O Brasil deve encerrar esta primeira semana de maio registrando mais de 10 mil mortes pelo coronavírus e o presidente da República, Jair Bolsonaro, na contramão da ciência e do bom senso, depois de berrar “E daí?” para as vítimas da doença chegou a anunciar que patrocinaria um churrasco no Palácio do Planalto sábado (9) para “mais ou menos 30 pessoas”.
Seria uma comemoração macabra no momento em que milhares de famílias choram seus mortos e milhões estão isolados em casa, em respeito à vida e às orientações da comunidade científica e da Organização Mundial de Saúde (OMS). Mas diante da repercussão negativa do anúncio, que despertou uma saraivada de críticas e ironias, Bolsonaro voltou atrás e cancelou a insólita churrascada que celebraria a morte em vez da vida.
Aliado do coronavírus
Vivemos mais uma semana sinistra por conta do líder da extrema direita. Já no domingo (3) ele saiu às ruas em Brasília para participar de uma manifestação de cunho fascista infestada de faixas pedindo intervenção militar, o fechamento do Congresso Nacional e do Supremo Tribunal Federal. Vociferou, na ocasião, que já perdeu a paciência e não vai mais admitir “interferências”, numa ostensiva ameaça aos poderes judiciário e legislativo.
Na quinta (7), Bolsonaro liderou uma caminhada em Brasília até o STF, acompanhado por líderes empresariais e pelo ministro da Economia. Chegou de surpresa e forçou uma reunião de última hora com o presidente da Corte, Dias Toffoli, cujo propósito foi pressionar pelo fim do isolamento social adotado em muitos estados e municípios com respaldo do Supremo, a despeito da vontade do obscuro político neofascista.
Na mesma quinta, a revista científica inglesa The Lancet considerou o chefe do Executivo brasileiro como “a maior ameaça ao combate ao coronavírus”, que com seu sinistro e insano comportamento “semeia confusão, desprezando e desencorajando abertamente as medidas de distanciamento físico e confinamento”. Uma triste desmoralização. A imagem do nosso país nunca esteve tão suja e em baixa no mundo.
Mais do que o notório espírito fascista, as bravatas e ameaças revelam um presidente medroso, apavorado com os podres e crimes do Clã que estão vindo à tona e podem resultar em seu afastamento.
Perguntas que não calam
Dizem que perguntar não ofende: por que Bolsonaro reluta em mostrar o resultado do exame que fez para saber se tinha sido infectado pelo coronavírus? Ele disse que não foi contagiado, mas as tentativas reiteradas da AGU de reverter a decisão judicial que ordena a divulgação do exame sugerem fortemente que o presidente está mentindo.

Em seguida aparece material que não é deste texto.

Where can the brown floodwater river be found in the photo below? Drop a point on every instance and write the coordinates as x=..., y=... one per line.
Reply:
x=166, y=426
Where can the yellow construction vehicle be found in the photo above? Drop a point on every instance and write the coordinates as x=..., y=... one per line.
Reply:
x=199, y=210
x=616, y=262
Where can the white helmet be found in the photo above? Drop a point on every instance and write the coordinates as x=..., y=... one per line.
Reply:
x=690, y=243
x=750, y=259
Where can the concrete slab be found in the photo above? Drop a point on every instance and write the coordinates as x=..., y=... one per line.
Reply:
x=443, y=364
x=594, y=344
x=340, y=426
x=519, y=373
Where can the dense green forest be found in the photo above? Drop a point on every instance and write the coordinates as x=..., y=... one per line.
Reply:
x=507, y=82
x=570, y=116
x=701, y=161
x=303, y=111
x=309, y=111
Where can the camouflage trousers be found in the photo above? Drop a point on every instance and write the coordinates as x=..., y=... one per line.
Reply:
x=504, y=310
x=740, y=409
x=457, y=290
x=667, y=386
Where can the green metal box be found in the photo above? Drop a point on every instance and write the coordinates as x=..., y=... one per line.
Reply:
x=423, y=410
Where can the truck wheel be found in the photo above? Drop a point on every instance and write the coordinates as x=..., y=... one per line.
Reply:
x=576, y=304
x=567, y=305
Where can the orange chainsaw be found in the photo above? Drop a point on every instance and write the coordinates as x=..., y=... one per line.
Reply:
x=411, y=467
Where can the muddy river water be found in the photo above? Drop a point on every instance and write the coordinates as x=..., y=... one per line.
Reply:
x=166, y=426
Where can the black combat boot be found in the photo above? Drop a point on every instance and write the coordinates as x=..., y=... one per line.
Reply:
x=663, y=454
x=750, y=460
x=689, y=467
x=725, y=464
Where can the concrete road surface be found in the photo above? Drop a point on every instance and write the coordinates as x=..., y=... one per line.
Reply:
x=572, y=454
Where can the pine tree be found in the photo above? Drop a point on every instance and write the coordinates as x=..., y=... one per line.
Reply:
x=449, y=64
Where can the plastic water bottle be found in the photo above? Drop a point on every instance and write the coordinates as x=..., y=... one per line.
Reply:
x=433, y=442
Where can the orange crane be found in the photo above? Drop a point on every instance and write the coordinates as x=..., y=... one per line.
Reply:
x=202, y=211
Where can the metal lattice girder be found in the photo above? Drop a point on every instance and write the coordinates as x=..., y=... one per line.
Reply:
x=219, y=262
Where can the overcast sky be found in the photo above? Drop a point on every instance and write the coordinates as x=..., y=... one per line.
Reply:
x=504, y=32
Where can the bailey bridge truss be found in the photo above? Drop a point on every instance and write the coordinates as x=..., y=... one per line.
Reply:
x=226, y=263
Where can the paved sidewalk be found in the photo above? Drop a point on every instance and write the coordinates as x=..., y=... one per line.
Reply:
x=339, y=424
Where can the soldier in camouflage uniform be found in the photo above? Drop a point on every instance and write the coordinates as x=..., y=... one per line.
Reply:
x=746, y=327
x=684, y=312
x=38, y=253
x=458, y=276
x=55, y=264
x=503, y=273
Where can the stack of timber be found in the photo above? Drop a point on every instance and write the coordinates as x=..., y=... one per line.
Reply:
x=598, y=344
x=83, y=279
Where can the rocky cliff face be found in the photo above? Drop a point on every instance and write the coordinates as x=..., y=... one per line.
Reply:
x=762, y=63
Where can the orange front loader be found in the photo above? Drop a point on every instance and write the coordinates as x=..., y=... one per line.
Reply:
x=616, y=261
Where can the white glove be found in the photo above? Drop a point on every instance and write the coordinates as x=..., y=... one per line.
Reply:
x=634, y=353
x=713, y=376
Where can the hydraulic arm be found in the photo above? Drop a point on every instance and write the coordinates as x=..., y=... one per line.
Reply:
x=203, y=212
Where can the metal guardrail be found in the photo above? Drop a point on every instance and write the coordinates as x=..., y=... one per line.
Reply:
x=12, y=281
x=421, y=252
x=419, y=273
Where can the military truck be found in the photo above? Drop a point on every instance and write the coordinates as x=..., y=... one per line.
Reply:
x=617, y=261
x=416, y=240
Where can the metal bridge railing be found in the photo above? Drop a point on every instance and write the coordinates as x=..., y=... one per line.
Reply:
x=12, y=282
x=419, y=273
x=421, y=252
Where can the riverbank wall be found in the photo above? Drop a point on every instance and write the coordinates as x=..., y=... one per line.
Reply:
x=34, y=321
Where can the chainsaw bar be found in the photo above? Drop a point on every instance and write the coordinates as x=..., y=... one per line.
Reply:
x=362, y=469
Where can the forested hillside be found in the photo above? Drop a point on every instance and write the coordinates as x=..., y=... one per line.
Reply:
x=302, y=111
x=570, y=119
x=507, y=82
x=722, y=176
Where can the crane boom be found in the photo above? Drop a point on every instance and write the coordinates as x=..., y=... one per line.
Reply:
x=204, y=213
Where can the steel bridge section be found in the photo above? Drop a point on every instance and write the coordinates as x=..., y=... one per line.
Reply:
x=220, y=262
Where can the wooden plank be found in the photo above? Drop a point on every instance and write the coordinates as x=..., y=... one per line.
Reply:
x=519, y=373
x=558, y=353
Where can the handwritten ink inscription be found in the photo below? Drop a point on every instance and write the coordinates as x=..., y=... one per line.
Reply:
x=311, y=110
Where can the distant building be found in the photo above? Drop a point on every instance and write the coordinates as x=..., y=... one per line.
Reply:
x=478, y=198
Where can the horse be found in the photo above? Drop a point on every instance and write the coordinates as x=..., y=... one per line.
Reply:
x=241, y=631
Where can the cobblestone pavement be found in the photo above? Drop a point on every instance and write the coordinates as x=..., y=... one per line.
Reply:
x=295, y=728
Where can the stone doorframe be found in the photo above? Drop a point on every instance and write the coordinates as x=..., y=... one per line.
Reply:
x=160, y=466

Se testou positivo, como parece, andou criminosa e impunemente disseminando a doença, além de mentir descaradamente para o povo, o que não é novidade. A verdade pode ter ser devastadora para seu projeto autoritário.
Note-se que mesmo seu ídolo Donald Trump submeteu-se ao exame e não vacilou em divulgar seu resultado. Neste caso, Bolsonaro achou mais conveniente não seguir seu exemplo. O motivo está transparecendo.
O governo também tem medo de mostrar o vídeo citado por Sergio Moro como prova de suas denúncias e também não mede esforços para contornar a determinação do STF de que a gravação lhe seja enviada.
Dizem que a reunião foi pródiga em palavrões e teria como um destaque as pesadas ofensas do ministro da Educação, o lastimável Abraham Weintraub, aos juízes do Supremo Tribunal Federal.
Em meio às especulações sobre o conteúdo do vídeo uma certeza se impõe: a de que contém conversas desabonadoras e comprometedoras para o presidente e outros membros do seu desastrado governo.
Até quando?
Finalmente, o líder neofascista demonstrou que continua inconformado com a decisão do ministro Alexandre Moraes, do STF, e ainda insiste na nomeação do amigo Ramagem para o comando da PF. Criou uma situação constrangedora para o novo diretor geral da instituição, delegado Rolando de Souza, que ele próprio indicou a contragosto mas, pelo que se vê, não conta com a confiança do Clã.
No final da tarde, Moraes Moraes rejeitou o pedido de reconsideração da decisão de 29 de abril que impediu a posse do policial amigo do Clã, feito pela Advocacia-Geral da União (AGU).
Naquela sentença, o ministro do STF disse ver indícios de “desvio de finalidade” na indicação do delegado. Agora Moraes também decidiu arquivar o processo. Uma nova derrota que Bolsonaro terá de engolir e digerir no churrasco de sábado.
Embora tenha sido eleito para o cargo com a decisiva colaboração do ex-ministro Sergio Moro, que tirou Lula do páreo, Bolsonaro não reúne as mínimas condições para exercer a Presidência.
Resta a pergunta: até quando seremos obrigados a suportá-lo?